Het derde bedrijf was het zwakste. Het toont ons een lekgeslagen boot met een gapend gat in de romp, gehuld in neon-licht, het licht van de dag. Wieler had niets beters bedacht dan Tristan een tikkeltje radeloos over het toneel te laten schrijden, steunend op een wandelstok. Van Kurwenal krijgen we een bijna klassieke homo-erotische interactie te zien. Door Isoldes slotzang zal Tristan terug tot leven worden gewekt, het publiek in een getransfigureerde houding aanstaren om vervolgens na enkele minder geslaagde choreografische bewegingen alleen van het podium te stappen.

Christiane Iven leverde een temperamentvolle Isolde af, met een mooie emissie en een gaaf vibrato.

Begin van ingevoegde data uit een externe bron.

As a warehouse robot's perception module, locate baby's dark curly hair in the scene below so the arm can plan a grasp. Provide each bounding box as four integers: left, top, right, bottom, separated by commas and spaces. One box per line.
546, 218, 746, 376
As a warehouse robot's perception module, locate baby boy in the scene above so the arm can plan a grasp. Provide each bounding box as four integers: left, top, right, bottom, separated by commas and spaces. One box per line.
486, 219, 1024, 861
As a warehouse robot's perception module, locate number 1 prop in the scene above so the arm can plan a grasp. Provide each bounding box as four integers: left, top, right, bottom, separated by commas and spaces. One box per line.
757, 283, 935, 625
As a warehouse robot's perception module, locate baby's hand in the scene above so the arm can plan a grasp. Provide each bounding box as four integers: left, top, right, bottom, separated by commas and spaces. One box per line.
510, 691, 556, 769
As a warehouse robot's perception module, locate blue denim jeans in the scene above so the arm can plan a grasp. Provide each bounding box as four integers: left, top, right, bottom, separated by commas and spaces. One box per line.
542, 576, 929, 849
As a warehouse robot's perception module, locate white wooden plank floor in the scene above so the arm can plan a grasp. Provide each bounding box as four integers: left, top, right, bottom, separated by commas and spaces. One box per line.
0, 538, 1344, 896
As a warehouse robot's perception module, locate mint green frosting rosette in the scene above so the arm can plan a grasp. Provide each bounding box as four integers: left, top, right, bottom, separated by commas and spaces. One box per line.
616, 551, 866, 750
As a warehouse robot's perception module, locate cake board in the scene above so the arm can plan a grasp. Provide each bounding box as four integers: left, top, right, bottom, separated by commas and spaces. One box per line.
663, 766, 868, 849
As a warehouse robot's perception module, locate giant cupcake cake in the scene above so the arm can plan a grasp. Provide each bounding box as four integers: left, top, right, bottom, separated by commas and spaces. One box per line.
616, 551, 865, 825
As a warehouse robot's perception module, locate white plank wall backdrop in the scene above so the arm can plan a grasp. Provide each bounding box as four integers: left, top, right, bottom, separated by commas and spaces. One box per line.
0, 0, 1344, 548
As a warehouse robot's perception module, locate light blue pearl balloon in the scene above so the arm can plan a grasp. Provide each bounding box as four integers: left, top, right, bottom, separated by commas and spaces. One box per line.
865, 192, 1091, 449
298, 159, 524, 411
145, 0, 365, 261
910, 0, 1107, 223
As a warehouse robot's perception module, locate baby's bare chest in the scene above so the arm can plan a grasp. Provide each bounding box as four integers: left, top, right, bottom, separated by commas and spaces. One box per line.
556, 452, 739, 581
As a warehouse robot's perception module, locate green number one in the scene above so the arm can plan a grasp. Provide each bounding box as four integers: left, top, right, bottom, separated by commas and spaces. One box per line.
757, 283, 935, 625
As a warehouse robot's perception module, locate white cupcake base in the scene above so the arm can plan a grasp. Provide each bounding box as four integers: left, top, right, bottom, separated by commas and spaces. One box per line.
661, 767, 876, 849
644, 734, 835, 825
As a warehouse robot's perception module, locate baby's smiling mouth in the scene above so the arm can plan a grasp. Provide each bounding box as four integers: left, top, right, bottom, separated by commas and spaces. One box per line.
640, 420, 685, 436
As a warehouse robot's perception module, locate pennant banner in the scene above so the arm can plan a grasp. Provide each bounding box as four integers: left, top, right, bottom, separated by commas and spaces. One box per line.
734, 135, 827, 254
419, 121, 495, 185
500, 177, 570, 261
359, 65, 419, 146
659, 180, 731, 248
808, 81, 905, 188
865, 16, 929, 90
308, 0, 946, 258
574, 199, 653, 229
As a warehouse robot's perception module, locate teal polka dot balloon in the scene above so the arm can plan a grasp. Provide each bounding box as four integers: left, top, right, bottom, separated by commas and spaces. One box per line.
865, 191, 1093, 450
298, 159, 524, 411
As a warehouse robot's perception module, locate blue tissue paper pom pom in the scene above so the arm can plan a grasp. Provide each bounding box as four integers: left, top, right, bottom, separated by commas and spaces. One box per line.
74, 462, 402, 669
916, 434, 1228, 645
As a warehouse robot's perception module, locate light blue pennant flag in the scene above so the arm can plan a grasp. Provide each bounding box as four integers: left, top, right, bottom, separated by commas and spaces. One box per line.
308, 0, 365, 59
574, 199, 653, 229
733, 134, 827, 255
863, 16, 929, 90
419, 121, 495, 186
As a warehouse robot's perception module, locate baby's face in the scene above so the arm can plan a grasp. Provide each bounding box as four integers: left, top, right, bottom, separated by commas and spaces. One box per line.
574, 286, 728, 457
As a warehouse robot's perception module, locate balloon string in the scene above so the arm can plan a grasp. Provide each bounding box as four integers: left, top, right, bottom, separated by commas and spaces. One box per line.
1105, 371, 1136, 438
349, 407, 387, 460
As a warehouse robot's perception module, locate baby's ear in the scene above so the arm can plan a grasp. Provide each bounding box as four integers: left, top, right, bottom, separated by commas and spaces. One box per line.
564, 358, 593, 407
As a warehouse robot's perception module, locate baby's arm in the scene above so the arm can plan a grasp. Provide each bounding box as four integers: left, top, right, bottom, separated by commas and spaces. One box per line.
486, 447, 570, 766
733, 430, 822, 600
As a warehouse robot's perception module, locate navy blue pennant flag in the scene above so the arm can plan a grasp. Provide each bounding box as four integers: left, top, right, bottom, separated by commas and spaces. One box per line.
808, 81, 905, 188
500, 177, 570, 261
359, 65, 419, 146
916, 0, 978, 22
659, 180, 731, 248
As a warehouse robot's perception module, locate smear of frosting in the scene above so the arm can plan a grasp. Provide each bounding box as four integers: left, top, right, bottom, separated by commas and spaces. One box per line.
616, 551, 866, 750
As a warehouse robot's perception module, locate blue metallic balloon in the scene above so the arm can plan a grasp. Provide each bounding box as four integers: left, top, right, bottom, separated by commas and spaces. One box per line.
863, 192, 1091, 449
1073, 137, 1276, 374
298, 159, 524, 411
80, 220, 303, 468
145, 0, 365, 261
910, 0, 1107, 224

De registerovergangen waren niet altijd even fraai en tegen het einde van het tweede bedrijf begon ze hoorbaar vermoeid te geraken.
Ook voor Erin Caves, een lyrische tenor met spinto mogelijkheden, was dit een debuut. Met een bewonderenswaardige frasering en een weinig problematische hoogte leek hij moeiteloos het einde te halen. Het ontbrak hem alleszins aan de baritonale kleur die zijn prestatie glans en zinnelijkheid had moeten geven en die hier geheel ontbrak. Door het orkest werd zijn prestatie dan ook regelmatig toegedekt.

Katerina Karneus had zich in Glyndebourne al laten opmerken als een uitstekende Brangäne.
Ook Shigeo Ishino was een uitstekende Kurwenal met een kernachtige bariton en ruime mogelijkheden als acteur.

Van een analytische dirigent als Sylvain Cambrelain kon een voortreffelijk orchestrale lezing worden verwacht, zonder gezwollen pathos en met vlotte tempi. Hij liet zijn manschappen ook bijzonder luid musiceren en door de voortreffelijke akoestiek van dit theater was hij toch meestal in balans met de solisten. Enkel de ondermaatse Tristan bracht hij daarmee in de problemen.